池袋には、映画館や大きな劇場から小劇場、サブカル好きの集まるショップまで、様々な文化を愉しむ施設も充実しています。

映画館は大手シネコンから、セレクトに個性の光るミニシアターまで、なんと5つもの映画館が。最近できたばかりのグランドシネマサンシャインは、カフェや飲食店、雑貨屋が一緒になったひとつのビルになっているので、映画鑑賞と一緒に食事や買い物まで楽しむことができるようになりました。

レイトショーを見た後に徒歩で帰宅、ってなかなかできることじゃないですよ。

また、池袋駅西口を出たところには東京芸術劇場も。

テレビのドラマで活躍するような人気の俳優の方々なども出演する舞台を鑑賞することができます。わたしも何度か足を運んだことがありますが、その熱のこもった演技を間近で見ることができるのは、なんと贅沢なこと。そんな施設に気が付けば足を運べるなんて、素敵な池袋。

小さな劇場も見つけました。昭和43年に始まり、リニューアルを経てすっかりきれいになった小劇場の老舗「シアターグリーン」。

東京芸術劇場に比べるともちろんサイズは小さいのですが、きっと今や有名な俳優さんも、この場所で小さな芽を出した方も多いはず。若い才能を応援したい方、重厚さよりもフレッシュな俳優の息吹を感じたい方はきっと楽しめるはずです。

毎年開催されている「池袋演劇祭」というイベントがあるように、豊島区ではこうした数々の文化施策を行って、「演劇都市としま」のイメージを浸透させる活動を行っているようです。

池袋には本屋も多い

大型商業施設、映画館と続いて、次は本屋さん。これまた池袋には本屋さんが多いんです。三省堂書店、ビル一棟まるごと本屋のジュンク堂書店、旭屋書店、といった大手本屋さんから、一風変わった個性派本屋さんまで。Amazonで欲しい本を家で待つ時間が惜しければ、池袋だったらすぐに見つかるんじゃないかな、というくらい本屋さんがあります。

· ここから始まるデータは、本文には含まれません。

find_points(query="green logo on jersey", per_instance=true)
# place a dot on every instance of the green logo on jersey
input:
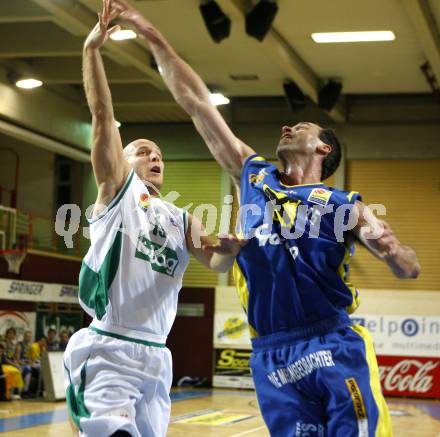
(162, 259)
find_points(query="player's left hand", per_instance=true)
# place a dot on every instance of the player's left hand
(226, 245)
(101, 33)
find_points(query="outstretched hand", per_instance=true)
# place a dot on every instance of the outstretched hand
(134, 17)
(101, 33)
(226, 245)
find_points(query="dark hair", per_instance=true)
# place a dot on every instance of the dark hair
(332, 160)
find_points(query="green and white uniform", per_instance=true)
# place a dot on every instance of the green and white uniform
(118, 371)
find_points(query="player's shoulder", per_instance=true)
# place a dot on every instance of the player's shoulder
(340, 196)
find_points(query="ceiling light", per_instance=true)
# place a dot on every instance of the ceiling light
(121, 35)
(380, 35)
(259, 20)
(28, 83)
(216, 21)
(218, 99)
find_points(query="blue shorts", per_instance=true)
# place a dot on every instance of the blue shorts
(320, 381)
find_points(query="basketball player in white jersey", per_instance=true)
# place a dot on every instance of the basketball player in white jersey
(118, 371)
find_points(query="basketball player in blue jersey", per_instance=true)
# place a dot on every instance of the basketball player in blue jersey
(118, 371)
(315, 372)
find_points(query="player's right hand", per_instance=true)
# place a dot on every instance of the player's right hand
(101, 33)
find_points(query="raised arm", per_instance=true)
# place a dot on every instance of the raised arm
(192, 95)
(378, 237)
(109, 166)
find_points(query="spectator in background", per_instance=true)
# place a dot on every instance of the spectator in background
(14, 380)
(2, 375)
(24, 360)
(52, 344)
(11, 347)
(64, 339)
(36, 349)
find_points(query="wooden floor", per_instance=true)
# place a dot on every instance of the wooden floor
(207, 413)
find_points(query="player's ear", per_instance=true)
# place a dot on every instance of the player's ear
(323, 149)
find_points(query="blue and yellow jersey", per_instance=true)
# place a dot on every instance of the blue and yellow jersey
(293, 271)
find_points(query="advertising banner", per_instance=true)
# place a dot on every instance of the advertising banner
(12, 289)
(232, 368)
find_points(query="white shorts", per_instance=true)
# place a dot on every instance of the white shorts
(117, 384)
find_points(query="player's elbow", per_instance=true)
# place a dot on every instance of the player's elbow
(188, 101)
(415, 271)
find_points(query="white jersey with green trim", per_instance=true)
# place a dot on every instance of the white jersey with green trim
(133, 271)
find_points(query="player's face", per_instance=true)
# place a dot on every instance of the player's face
(146, 159)
(301, 138)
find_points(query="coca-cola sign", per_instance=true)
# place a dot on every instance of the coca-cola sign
(410, 376)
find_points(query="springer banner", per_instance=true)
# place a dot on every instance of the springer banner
(232, 368)
(12, 289)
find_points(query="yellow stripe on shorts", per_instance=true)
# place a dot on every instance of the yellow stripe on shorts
(383, 427)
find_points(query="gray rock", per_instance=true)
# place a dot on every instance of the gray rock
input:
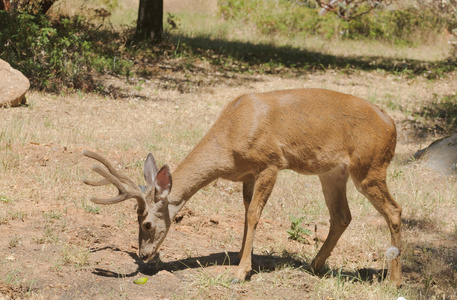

そんな中で、駅近くの商業施設Esolaに入っている一風変わった本屋さんにあえて行ってみることに。

その名も「梟書茶房(ふくろうしょさぼう)」。メディアで紹介されていてずっと気になっていたので足を運んでみると、驚きました。フロアのたった一面の壁に陳列された本たち。このスペースだけで本を売っているようです。

しかも近づいてみるとさらにびっくり。すべての本にはカバーがかけられていて、その中を知ることはできないのです。欲しい本を買いに本屋へ行く、という行為とは真逆の売り方で勝負しています。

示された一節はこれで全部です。